Here in the U.S., we are currently witnessing an unparalleled downward spiral of that nature. It started not all that many years ago when the Supreme Court recognized same-sex marriage as a lawful marital union.
Not too long ago, liberal leaders like Barack Obama, Hillary Clinton, and even Joe Biden said assertively and unhesitatingly that they believed marriage is a union between a man and a woman and that is how it has been since the beginning of time. It is only more recently that they feigned never really believing that and, along with our high court, redefined what marriage means.
These days, not only has same-sex marriage been recognized and normalized, but we are now dealing with a transgender movement that is maneuvering in the direction of regulating radical surgical procedures that seem to alter the gender of an individual.
Believe it or not, this subject matter brings us back to the Divine intent in creating this world in the first place.
Our holy commentators address this issue, and hassidic philosophy relates that Hashem desired a lower world where a nation that was uniquely His—the Jewish people—would work and endeavor to create a material environment that was worthy of a Divine presence.
Our sefarim refer to this status as a “dirah tachtona,” a lower-world dwelling place. But just as we know from the Torah and Talmud that we study that Hashem is capable of generous and infinite goodness, at the same time the reality can be that when He desires something of a “lower” nature, that can be interpreted or understood as a low type of an environment and status of which there is nothing lower—that is “Tachton she’ein tachton l’ mata mimenu.”
The Talmud relates to us about a time during the second Beis HaMikdash when the people prayed that there be no more prurient or base desires in the world that would lead so many to sin. They prayed that the desire to worship idols should be Divinely banished from the world. When they accomplished that objective, they further prayed that other types of desires like that related to promiscuity also disappear so as not to lead them to sin.
With that desire gone, though, they discovered that it translated into there being no more eggs to eat the next day, because if a desire is gone then it is fully and absolutely gone. The people, led by the Anshei Knesses HaGedolah, davened that decree be reversed, and it was.
And that brings us to 2023 or the threshold of 5784 years since creation. My father used to comment to me sometimes after reading the news that the world has gone mad. I wonder what his observation would have been about world events today.
The U.S. is allowing millions of un-vetted strangers from 121 different countries across our borders. In most cases we don’t know where they are going or in which part of the country they are settling down.

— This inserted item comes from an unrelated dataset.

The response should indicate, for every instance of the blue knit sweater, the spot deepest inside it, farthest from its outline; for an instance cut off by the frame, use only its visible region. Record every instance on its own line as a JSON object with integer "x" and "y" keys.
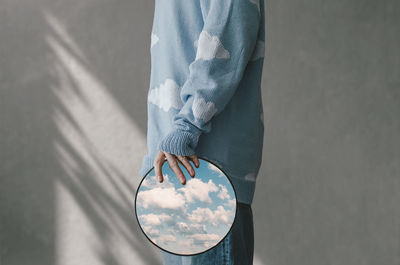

Things are bad on a multiplicity of levels. Whether its immigration, the economy, interest rates the highest they’ve been in 20 years, a detached president, cerebrally impaired members of Congress, a leading candidate for the presidency indicted four times in a clearly politically motivated prosecution—this all spells out trouble and difficulty.
Internationally, the situation is no better, with over half a million young Russians and Ukrainians killed in a senseless war with no end in sight, and the Biden administration one of the lone holdouts hoping to disassemble Israel and create a Palestinian Arab state when even the Arab world has given up on that prospect.
But as we prepare for Rosh Hashanah and consider all the difficulties and challenges that surround us, perhaps we can laugh just like Rebbe Akiva did two millennia ago. He chuckled at the tragedy only because he knew in his heart that just as the destruction had been prophesied and came to be, so would the redemption. And here we are again—a New Year, a time to smile.